My Abu Garcias have performed well for me, and like you I'm a 6-8 muskie outings a month guy. I have little to complain about with their performance. But, shop around, and get a feel for what's out there, you can always upgrade later if you become a 16-outings a month guy.


----------



## I'm with Diver

Yeah, I almost wish I would have never caught that fish. I think I am still on a high from the fish and that was 3 days ago. Any specific Abu's you would recommend?


----------



## specialpatrolgroup

Get yourself a Abu Garcia 6500, $90 new but you can find them on ebay for $50-60, dont worry about getting an older model as they last forever, the only thing that wears out is the line out alarm since it is a gear made out of plastic, but you have to do a lot of fishing for that to happen.
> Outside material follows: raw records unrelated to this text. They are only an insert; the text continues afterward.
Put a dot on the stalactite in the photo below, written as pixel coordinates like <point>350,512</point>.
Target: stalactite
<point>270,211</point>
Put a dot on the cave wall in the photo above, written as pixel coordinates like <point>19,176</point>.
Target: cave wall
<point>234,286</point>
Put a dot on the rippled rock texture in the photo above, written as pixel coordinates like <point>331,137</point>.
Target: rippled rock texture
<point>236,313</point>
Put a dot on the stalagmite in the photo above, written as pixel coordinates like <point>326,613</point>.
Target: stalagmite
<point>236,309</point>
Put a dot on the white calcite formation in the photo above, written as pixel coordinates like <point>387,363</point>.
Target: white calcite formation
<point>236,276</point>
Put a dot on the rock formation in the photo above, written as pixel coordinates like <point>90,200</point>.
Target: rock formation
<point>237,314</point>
There are better reels out there but not for under $100, I use the same rig for large pike and musky as I do for cats, which is a 6500 on a cheaper fiberglass rod, since you dont have to worry about feeling for a nibble with either of these, graphite just seems like a waste of money.


----------



## njsimonson

Yup, Abu Garcia Ambassadeur 6500 (or the left-hand model, 6501) will suit you fine for starters at least. I think there's a mail-in rebate or special going on now. Price tag is usually around $90.


----------



## BrianLucky13

Dont get an abu!! Get the Cardiff you were talking about and you wont have any troubles for years!!!

Nice looking marks on that fish!! It looks familiar!!


----------



## USAlx50

The abu 6500s are the standard. One should last you a couple years, but it will get worn out eventually. I burned through a few of em before I stopped buying them. Have seen many others trashed as well. I heard a lot of bad things about the cheaper shimanos in years past, don't know much about them now though. I'd probably try one before a 6500 now days.


----------



## geven08

Abu Garcia id say is your best bet. Most bang for the buck. I run a C4 6600 and I love it. 6.3 to 1 ratio is good for burning bucktails too. Id stay away from the commie made ones from Walmart though. Nice fish btw.


----------



## drjongy

I've had an Abu go bad on me again this year. So far I really like my 7000iC3, but I think I am done with the $90 Abu's. I bought a Shimano 400 Cardiff on eBay and really like it so far!!

I've read the Abu's have troubles because their frames are not one piece and you get torquing of the reel and this is what causes problems with the gears. The Shimano's, even the Cardiff, have one piece frames.


----------



## jdottenwhy

I to am just getting into muskie fishing. From talking with friends that do some serious fishing I came to the consensus and picked up a Shimano Calcutta TE401 and put it on a St. Croix 7'6 heavy action.

Went out four times last week and casted dbl cowgirls, buzzbaits and other top waters all four days and the reel performed great.


----------